From Mark Libucha <mlibu...@gmail.com>
Subject oraoop import OutOfMemoryError
Date Thu, 09 Jun 2016 15:51:16 GMT
Hi, I can’t keep from running out of JVM heap when trying to import a large
Oracle table with the direct flag set. I can import successfully with
smaller tables.

Stack trace in the mapper log shows:

2016-06-09 14:59:21,266 FATAL [main] org.apache.hadoop.mapred.YarnChild:
Error running child : java.lang.OutOfMemoryError: Java heap space

and (the subsequent and probably irrelevant?)

Caused by: java.sql.SQLException: Protocol violation: [8, 1]

The line that gets printed to stdout just before the job runs:

16/06/09 15:21:57 INFO oracle.OraOopDataDrivenDBInputFormat: The table
being imported by sqoop has 80751872 blocks that have been divided into
5562 chunks which will be processed in 16 splits. The chunks will be
allocated to the splits using the method : ROUNDROBIN

I’ve tried adding this to the command: -Dmapred.child.java.opts=-Xmx4000M
but that doesn’t help.
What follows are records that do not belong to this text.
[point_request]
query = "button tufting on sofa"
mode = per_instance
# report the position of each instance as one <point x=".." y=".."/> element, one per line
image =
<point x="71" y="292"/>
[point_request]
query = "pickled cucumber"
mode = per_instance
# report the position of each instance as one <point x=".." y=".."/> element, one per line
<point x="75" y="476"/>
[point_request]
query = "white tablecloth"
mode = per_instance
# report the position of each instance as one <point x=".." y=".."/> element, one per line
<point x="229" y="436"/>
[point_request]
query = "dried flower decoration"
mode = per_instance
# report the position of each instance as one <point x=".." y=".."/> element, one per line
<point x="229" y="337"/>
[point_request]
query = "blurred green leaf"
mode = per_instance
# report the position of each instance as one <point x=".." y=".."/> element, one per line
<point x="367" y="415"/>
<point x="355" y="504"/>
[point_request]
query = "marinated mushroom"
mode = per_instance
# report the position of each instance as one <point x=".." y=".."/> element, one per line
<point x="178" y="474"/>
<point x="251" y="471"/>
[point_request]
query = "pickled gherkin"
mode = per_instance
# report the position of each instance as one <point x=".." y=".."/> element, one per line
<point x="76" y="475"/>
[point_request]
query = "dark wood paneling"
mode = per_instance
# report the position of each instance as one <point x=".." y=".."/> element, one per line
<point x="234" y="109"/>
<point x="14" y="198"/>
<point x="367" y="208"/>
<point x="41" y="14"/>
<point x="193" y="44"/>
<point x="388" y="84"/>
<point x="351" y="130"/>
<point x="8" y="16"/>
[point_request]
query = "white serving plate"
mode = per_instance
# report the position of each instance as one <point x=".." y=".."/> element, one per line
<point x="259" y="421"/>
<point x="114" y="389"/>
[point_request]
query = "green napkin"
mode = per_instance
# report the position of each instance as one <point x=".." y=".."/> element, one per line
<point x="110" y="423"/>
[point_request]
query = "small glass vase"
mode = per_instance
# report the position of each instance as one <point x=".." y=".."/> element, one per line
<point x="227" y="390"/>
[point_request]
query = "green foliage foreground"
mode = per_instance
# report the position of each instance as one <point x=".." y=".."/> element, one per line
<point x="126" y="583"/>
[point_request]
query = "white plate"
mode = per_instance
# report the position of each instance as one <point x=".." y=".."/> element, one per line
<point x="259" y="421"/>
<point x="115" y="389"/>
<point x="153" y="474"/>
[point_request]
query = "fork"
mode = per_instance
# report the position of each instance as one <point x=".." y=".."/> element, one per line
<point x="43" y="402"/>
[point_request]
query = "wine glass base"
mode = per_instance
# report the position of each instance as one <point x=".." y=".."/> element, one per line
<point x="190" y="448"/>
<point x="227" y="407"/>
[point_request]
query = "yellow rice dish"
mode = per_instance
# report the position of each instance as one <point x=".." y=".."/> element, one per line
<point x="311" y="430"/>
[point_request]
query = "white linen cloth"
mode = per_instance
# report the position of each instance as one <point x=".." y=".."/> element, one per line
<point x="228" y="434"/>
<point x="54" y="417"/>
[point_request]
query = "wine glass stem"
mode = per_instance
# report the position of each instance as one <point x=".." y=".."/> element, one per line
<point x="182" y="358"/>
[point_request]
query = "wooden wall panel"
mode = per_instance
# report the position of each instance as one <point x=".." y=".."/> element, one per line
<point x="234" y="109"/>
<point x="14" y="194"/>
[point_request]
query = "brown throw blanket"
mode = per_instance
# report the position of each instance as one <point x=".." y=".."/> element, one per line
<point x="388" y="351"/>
I've also tried increasing/decreasing the number of

The full command looks like this:

sqoop import -Dmapred.child.java.opts=-Xmx4000M
-Dmapred.map.max.attempts=1 --connect
--username myusername --password mypassword --table mydb.mytable --columns
"COL1, COL2, COL50" --hive-partition-key "ds" --hive-partition-value
"20160607" --hive-database myhivedb --hive-table myhivetable --hive-import
--null-string "" --null-non-string "" --direct --create-hive-table -m 16
--delete-target-dir --target-dir /tmp/sqoop_test

Thanks for any suggestions.